What are demand forecasting methods?

In order to forecast demand, we must have historical data on the market and past revenue, but the time span, the scope of the market, and other details can change the results. There are six common ways to calculate a demand forecast, but even these methods can be tweaked to meet the needs of a company.

  • Passive – Passive demand forecasting is common in small businesses, because it is the simplest way to estimate future demand. In this method, only past demand performance is used to make predictions about future demand. This means it can be potentially inaccurate, but easier to calculate a result (ie. for the last 19 weeks, carrots sold at 13 cents a piece, therefore we can expect for them to sell at 13 cents this next week).

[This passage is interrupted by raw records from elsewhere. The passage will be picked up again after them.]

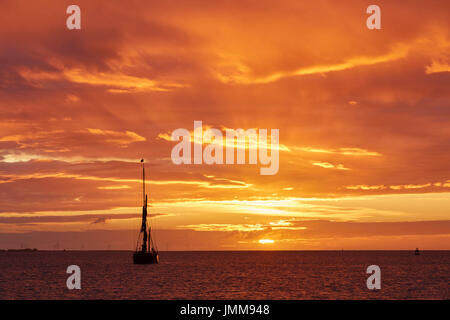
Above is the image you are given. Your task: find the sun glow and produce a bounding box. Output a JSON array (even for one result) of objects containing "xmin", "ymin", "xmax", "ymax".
[{"xmin": 259, "ymin": 239, "xmax": 275, "ymax": 244}]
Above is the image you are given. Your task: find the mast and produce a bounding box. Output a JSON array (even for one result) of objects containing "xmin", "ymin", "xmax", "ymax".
[{"xmin": 141, "ymin": 159, "xmax": 147, "ymax": 252}]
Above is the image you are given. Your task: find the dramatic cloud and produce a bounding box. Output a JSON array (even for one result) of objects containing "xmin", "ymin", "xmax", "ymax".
[{"xmin": 0, "ymin": 0, "xmax": 450, "ymax": 249}]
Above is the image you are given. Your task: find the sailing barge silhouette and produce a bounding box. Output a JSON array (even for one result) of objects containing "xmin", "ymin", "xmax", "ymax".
[{"xmin": 133, "ymin": 159, "xmax": 159, "ymax": 264}]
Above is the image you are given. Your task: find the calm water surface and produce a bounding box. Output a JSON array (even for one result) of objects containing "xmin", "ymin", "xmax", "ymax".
[{"xmin": 0, "ymin": 251, "xmax": 450, "ymax": 299}]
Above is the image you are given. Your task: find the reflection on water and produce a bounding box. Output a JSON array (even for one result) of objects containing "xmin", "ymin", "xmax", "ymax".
[{"xmin": 0, "ymin": 251, "xmax": 450, "ymax": 299}]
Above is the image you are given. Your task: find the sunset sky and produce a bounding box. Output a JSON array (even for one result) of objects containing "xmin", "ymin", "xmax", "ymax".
[{"xmin": 0, "ymin": 0, "xmax": 450, "ymax": 250}]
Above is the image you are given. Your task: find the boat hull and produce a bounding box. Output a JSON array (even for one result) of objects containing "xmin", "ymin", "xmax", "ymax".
[{"xmin": 133, "ymin": 252, "xmax": 159, "ymax": 264}]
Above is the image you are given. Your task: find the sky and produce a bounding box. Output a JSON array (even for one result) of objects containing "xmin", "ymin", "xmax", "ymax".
[{"xmin": 0, "ymin": 0, "xmax": 450, "ymax": 250}]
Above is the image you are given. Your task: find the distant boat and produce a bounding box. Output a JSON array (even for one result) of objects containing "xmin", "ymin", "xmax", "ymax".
[{"xmin": 133, "ymin": 159, "xmax": 159, "ymax": 264}]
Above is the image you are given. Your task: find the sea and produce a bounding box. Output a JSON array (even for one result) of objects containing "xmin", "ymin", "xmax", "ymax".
[{"xmin": 0, "ymin": 251, "xmax": 450, "ymax": 300}]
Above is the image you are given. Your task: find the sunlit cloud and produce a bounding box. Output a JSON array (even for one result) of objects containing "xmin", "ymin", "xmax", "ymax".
[
  {"xmin": 312, "ymin": 161, "xmax": 350, "ymax": 170},
  {"xmin": 217, "ymin": 46, "xmax": 408, "ymax": 84}
]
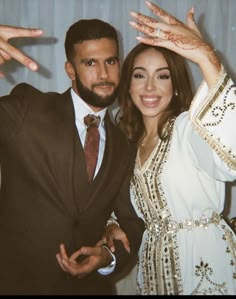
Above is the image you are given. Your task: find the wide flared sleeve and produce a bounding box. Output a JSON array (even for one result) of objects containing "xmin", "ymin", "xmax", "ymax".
[{"xmin": 189, "ymin": 66, "xmax": 236, "ymax": 171}]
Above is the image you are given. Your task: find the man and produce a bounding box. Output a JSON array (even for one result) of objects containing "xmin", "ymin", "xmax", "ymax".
[{"xmin": 0, "ymin": 19, "xmax": 144, "ymax": 295}]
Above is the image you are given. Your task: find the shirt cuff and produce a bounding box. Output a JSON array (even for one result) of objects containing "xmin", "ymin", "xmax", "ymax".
[{"xmin": 97, "ymin": 245, "xmax": 116, "ymax": 275}]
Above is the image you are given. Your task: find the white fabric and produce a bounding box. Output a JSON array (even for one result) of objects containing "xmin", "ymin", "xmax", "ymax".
[
  {"xmin": 0, "ymin": 0, "xmax": 236, "ymax": 218},
  {"xmin": 118, "ymin": 70, "xmax": 236, "ymax": 295}
]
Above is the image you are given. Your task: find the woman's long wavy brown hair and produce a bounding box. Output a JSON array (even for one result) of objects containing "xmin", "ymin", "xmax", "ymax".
[{"xmin": 116, "ymin": 43, "xmax": 193, "ymax": 144}]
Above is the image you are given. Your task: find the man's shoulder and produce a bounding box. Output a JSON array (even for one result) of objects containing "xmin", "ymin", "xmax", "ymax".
[{"xmin": 11, "ymin": 83, "xmax": 58, "ymax": 96}]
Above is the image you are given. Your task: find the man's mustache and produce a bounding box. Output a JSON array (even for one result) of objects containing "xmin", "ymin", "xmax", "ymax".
[{"xmin": 92, "ymin": 82, "xmax": 115, "ymax": 88}]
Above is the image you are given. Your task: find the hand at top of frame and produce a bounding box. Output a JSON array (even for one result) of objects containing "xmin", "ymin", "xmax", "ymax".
[
  {"xmin": 0, "ymin": 25, "xmax": 43, "ymax": 77},
  {"xmin": 130, "ymin": 1, "xmax": 221, "ymax": 85}
]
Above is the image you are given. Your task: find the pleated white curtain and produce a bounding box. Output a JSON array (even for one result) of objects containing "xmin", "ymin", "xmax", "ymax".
[{"xmin": 0, "ymin": 0, "xmax": 236, "ymax": 217}]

  • Active – Active demand forecasting is typically used by companies that are growing and expanding. The active method of predicting demand takes into account aggressive growth plans such as marketing or product development and also the general competitive environment of the industry.

  • Short-term – Short-term demand forecasting only predicts demand for three to 12 months in the future. This can give businesses an idea of what to expect within the next few quarters up to a year, but not longer. Seasonal demand is often calculated this way.

  • Long-term – Long-term demand forecasting is used to predict demand for more than a year in the future, often up to three or four years out. Marketing and product strategies are often based on this type of demand forecast.

  • External macro level – External demand forecasting is based upon the macroeconomics of the market and external environmental factors. These types of predictions drive internal business decisions, such as product portfolio evaluation and expansion and the development of new customer segments.

  • Internal business-level – Internal business-level demand forecasting takes into account only internal metrics such as revenue, costs of goods sold, profit margins, cash flow, etc. This does not take external data into account, so it makes forecasts based only on current business processes.